Our findings are consistent with recent accounts of cognitive deficits in ADHD. Although response inhibition has long been considered a core deficit in the disorder (66), individuals with ADHD display less efficient evidence accumulation across a variety of tasks with different response inhibition demands (55,56,67–69). These findings have recently been interpreted (67,68) as suggesting that individuals with ADHD display dysfunction related to the locus coeruleus-norepinephrine (LC-NE) system, which is posited (70) to optimize arousal and efficiency of processing in response to perceived task utility. As brain regions involved in monitoring performance lapses are thought to provide top-down input to this system (70), the current study’s findings on the neural correlates of drift rate are broadly consistent with this theory, although additional work is needed to rigorously evaluate links between error-related activations, drift rate and the LC-NE system.
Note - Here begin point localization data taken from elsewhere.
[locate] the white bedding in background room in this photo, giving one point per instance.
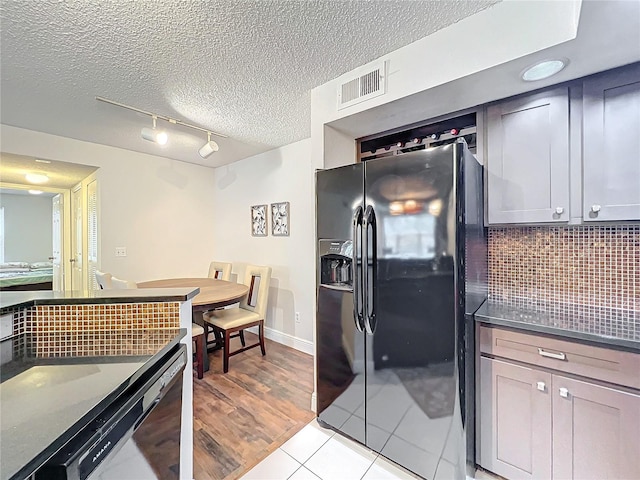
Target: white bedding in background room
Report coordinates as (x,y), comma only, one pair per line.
(24,273)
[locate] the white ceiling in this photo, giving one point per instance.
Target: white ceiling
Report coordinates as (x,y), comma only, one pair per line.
(243,68)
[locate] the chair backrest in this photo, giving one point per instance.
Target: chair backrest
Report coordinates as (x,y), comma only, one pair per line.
(220,270)
(257,278)
(122,284)
(103,279)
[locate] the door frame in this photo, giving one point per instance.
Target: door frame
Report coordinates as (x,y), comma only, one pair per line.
(67,229)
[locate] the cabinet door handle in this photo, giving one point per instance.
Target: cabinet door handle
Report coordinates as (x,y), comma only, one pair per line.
(557,356)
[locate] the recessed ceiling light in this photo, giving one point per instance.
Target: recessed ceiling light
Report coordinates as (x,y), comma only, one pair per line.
(544,69)
(36,178)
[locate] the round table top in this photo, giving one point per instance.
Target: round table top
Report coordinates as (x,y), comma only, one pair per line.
(213,292)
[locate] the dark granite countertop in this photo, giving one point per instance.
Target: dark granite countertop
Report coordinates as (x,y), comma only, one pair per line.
(13,300)
(45,402)
(617,329)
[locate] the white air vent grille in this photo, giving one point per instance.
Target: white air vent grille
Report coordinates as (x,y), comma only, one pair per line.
(364,86)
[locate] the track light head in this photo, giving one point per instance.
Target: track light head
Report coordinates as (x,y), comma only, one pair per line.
(208,148)
(154,135)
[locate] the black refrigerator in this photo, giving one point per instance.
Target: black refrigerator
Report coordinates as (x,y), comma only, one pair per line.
(401,268)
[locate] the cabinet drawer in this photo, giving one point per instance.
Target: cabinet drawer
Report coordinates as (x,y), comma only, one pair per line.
(621,368)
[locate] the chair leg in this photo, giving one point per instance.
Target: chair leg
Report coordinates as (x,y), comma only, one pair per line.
(261,336)
(201,351)
(225,353)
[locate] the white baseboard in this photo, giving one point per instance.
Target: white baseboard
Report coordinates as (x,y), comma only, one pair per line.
(285,339)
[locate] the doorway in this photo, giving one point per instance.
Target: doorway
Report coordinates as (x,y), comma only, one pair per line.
(73,222)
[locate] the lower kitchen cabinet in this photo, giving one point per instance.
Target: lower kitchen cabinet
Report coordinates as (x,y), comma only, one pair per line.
(537,423)
(596,431)
(515,420)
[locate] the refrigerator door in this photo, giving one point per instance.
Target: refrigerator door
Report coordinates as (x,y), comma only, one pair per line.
(339,336)
(411,380)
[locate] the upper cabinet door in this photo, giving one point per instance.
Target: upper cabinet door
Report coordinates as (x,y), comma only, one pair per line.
(528,159)
(612,146)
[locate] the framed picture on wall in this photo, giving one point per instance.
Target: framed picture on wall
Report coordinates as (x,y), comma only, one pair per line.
(259,220)
(280,219)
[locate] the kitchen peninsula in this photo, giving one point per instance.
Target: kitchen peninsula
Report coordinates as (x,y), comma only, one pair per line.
(67,357)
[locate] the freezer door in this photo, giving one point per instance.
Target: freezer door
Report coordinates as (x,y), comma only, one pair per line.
(339,340)
(411,377)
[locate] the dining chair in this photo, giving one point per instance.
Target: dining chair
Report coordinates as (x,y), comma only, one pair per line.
(231,322)
(220,270)
(200,348)
(103,279)
(119,284)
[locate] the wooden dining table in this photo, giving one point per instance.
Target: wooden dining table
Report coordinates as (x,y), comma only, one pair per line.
(213,294)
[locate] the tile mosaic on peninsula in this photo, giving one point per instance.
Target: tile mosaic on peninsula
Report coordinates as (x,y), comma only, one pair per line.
(112,329)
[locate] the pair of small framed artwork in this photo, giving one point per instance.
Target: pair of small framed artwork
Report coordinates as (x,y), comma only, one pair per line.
(279,220)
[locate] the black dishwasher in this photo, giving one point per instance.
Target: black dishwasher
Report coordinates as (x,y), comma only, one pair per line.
(137,437)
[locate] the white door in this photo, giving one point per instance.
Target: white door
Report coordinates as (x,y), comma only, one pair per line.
(76,259)
(57,232)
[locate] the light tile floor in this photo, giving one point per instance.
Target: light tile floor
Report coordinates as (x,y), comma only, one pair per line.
(316,453)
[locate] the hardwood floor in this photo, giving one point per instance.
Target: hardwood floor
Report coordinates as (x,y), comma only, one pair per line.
(242,416)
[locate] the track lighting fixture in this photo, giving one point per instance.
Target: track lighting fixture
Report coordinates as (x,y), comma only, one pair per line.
(160,137)
(208,148)
(36,178)
(153,134)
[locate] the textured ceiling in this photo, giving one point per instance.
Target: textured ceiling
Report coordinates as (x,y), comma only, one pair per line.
(241,68)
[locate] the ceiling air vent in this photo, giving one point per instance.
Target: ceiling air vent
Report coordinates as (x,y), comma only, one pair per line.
(363,87)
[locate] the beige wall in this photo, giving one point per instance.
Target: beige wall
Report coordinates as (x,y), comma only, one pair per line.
(281,175)
(27,228)
(161,210)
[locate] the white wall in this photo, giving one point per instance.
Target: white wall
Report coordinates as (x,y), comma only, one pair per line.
(161,210)
(27,228)
(281,175)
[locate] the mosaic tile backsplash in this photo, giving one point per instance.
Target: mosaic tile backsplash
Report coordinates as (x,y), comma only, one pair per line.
(88,330)
(590,268)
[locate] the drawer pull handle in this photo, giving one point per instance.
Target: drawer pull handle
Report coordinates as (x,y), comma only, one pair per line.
(557,356)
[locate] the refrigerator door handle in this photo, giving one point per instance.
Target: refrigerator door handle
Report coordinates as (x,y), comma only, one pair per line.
(358,297)
(372,270)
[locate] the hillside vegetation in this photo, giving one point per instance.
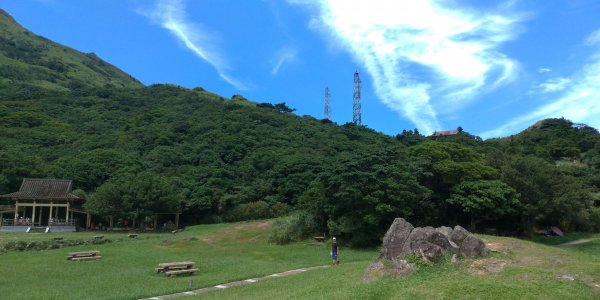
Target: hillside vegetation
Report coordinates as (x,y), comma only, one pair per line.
(134,150)
(29,63)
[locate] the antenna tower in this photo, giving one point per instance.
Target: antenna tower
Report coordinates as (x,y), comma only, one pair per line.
(327,111)
(356,114)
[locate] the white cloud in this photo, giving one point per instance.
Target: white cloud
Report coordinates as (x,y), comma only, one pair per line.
(425,57)
(285,54)
(171,15)
(593,38)
(554,85)
(580,102)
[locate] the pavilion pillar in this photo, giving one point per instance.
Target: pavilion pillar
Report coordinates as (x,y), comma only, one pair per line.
(67,214)
(50,214)
(33,214)
(16,212)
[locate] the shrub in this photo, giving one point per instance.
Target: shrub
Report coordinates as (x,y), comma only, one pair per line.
(292,228)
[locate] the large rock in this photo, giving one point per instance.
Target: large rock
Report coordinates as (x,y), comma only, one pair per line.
(469,244)
(427,242)
(445,230)
(402,239)
(395,237)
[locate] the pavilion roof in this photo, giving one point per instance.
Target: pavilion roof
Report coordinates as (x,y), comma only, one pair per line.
(59,189)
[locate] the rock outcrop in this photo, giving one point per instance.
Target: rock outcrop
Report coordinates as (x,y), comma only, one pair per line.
(403,239)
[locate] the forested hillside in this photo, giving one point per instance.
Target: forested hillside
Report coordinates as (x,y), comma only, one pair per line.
(33,62)
(134,150)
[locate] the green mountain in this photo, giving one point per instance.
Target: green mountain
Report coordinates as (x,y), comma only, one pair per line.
(31,60)
(136,150)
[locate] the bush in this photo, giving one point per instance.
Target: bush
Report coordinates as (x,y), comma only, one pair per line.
(292,228)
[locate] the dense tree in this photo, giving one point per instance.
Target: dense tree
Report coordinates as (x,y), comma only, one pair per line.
(135,196)
(485,200)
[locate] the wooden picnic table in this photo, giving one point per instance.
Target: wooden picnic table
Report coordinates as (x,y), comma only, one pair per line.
(176,268)
(84,255)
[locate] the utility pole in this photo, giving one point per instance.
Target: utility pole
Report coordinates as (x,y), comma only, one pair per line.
(327,113)
(356,109)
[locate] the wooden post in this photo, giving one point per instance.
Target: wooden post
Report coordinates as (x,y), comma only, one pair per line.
(16,212)
(33,214)
(50,214)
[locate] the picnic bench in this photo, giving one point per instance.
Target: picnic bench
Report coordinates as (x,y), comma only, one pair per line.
(84,255)
(176,268)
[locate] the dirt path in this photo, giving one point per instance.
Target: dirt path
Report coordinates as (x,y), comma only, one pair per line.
(235,283)
(576,242)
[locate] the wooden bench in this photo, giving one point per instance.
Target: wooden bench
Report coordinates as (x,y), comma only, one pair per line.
(176,268)
(84,255)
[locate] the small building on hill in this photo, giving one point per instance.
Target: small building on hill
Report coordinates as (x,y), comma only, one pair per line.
(445,133)
(43,205)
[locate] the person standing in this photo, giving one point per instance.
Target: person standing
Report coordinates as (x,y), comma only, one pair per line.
(334,251)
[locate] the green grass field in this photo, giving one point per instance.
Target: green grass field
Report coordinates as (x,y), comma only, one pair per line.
(230,252)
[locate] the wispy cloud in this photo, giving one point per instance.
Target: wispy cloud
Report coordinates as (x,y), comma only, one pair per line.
(426,58)
(171,15)
(553,85)
(284,54)
(579,102)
Findings are also relevant to studies that probe clinical differences in neural responses to the stop-signal task (SST), another classic inhibition measure (71). Individuals with ADHD diagnoses and symptoms display blunted responses in the IFG and other prefrontal regions to both successful and failed inhibitions during the SST (72–77). As the SST typically involves a dynamic tracking algorithm that elicits a roughly 50% inhibition failure rate, this paradigm is arguably better-suited for the investigation of error-related activations than the go/no-go. Hence, future work involving the SST is warranted to further evaluate the implications of our study.
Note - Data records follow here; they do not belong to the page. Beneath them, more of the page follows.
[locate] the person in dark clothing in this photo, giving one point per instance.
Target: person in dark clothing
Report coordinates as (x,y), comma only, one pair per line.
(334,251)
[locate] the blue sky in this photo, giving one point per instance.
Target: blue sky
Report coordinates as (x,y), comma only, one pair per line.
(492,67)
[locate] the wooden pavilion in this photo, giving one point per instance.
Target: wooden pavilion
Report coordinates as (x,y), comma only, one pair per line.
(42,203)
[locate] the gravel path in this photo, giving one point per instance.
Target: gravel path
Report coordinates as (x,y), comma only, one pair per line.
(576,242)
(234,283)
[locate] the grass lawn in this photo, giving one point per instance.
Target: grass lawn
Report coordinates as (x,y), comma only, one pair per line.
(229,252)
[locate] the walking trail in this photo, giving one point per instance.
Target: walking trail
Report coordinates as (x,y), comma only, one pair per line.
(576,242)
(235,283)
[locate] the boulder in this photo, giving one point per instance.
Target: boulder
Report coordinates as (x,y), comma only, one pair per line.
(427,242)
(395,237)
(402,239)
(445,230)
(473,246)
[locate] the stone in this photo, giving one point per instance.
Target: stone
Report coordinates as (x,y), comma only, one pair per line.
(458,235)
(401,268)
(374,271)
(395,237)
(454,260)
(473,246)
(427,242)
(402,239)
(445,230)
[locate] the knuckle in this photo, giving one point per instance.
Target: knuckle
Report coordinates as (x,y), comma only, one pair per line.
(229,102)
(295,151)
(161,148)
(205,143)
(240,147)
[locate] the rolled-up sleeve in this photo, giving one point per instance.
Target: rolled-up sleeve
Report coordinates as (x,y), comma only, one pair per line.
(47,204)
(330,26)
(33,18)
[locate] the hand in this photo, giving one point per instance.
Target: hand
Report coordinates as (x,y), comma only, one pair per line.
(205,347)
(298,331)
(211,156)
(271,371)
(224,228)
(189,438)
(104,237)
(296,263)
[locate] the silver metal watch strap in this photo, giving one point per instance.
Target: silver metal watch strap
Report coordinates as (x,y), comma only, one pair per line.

This study has several limitations. First, the psychopathology ratings were not gathered at the same time as the fMRI session, and were, on average, more than a year removed. Given that these criterion measures may be state-dependent, this large interval may have made estimates of predictive validity less reliable. Second, a large portion of participants were male (61%) and displayed family risk factors for externalizing psychopathology (76%); thus, results may not generalize to samples without these features. As the diagnosis rates and distributions of clinical measures (Table 1, Supplemental Figure 6) indicate that the sample spans the range from relatively healthy individuals to those at risk for psychopathology, our sample was likely well-suited for the identification of neural correlates of externalizing symptoms. Third, we assumed that DDM parameters measured the primary mechanistic processes that determine individual differences in task behavior (e.g., FA rates), and our inferences therefore depend on the integrity of the DDM account of the task. Finally, although we would, given this assumption, expect DDM parameters to predict clinical outcomes better than summary measures, future work in larger data sets is necessary to test this hypothesis by providing reliable estimates of the predictive power of both types of measures.
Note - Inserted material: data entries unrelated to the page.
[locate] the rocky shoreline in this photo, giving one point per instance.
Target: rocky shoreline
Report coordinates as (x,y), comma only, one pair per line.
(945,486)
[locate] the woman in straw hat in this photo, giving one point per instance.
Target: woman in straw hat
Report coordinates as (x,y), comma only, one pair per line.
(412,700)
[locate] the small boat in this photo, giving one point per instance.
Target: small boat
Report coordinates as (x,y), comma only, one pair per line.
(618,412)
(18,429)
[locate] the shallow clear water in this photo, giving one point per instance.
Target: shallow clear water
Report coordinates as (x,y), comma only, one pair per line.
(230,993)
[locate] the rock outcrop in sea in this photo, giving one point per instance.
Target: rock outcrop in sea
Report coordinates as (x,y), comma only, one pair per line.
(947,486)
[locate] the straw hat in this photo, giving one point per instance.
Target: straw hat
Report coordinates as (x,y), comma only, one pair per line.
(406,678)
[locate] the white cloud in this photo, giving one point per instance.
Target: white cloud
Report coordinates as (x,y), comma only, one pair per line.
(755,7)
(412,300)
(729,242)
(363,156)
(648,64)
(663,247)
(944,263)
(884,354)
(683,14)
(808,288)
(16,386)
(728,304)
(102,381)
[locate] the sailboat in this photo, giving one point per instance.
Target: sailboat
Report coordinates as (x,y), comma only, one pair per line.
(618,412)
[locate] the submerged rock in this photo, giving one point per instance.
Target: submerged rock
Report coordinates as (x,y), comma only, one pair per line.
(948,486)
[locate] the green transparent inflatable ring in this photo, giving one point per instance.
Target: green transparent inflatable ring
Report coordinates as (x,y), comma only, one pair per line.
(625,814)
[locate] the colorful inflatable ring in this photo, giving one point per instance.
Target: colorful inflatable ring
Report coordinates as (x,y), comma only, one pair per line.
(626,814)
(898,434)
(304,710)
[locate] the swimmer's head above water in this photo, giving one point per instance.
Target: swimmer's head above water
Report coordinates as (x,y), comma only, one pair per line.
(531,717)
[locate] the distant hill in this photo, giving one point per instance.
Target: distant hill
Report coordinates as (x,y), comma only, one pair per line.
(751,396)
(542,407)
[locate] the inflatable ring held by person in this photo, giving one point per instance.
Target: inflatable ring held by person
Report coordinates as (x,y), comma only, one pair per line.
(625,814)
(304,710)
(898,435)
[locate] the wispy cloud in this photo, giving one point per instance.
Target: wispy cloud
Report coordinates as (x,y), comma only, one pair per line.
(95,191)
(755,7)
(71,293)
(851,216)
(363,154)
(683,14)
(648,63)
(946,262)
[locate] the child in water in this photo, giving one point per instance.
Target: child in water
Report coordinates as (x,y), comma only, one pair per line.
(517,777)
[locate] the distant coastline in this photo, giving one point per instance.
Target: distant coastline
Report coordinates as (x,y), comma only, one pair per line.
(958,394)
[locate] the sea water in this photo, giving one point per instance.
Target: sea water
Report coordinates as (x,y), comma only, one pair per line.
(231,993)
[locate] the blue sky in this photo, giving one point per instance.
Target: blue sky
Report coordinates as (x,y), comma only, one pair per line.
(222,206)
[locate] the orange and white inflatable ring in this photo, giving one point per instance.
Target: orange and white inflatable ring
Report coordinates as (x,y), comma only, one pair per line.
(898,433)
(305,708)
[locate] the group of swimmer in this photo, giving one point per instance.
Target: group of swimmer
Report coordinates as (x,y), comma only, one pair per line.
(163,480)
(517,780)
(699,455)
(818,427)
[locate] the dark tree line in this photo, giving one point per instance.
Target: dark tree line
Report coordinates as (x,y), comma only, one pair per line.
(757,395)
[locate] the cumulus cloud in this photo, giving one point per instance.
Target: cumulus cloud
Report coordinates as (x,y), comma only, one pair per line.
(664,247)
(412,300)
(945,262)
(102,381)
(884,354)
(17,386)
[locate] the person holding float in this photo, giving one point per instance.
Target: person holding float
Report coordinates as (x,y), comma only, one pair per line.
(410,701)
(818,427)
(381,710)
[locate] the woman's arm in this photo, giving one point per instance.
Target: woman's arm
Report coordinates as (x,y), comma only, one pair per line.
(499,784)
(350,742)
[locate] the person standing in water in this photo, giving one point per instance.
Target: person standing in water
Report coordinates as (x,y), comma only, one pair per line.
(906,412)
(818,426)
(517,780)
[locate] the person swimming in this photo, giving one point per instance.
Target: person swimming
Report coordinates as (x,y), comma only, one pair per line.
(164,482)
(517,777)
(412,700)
In conclusion, the current study assessed relationships between neural activations from common go/no-go task contrasts and parameter estimates from the DDM to test the assumption that neural responses in these contrasts index individual differences in the integrity of clinically-relevant neurocognitive processes. Surprisingly, activations associated with successful inhibitions (including those in the right IFG) were unrelated to DDM mechanisms and other performance metrics. In contrast, activity during inhibitory errors in the ACC, IFG and insula was strongly related to efficiency of processing on the task. These results call common mechanistic interpretations of go/no-go task-related activations into question and suggest instead that error-related activations from the task can inform clinical neuroscience by providing information about neural systems that monitor and optimize task performance.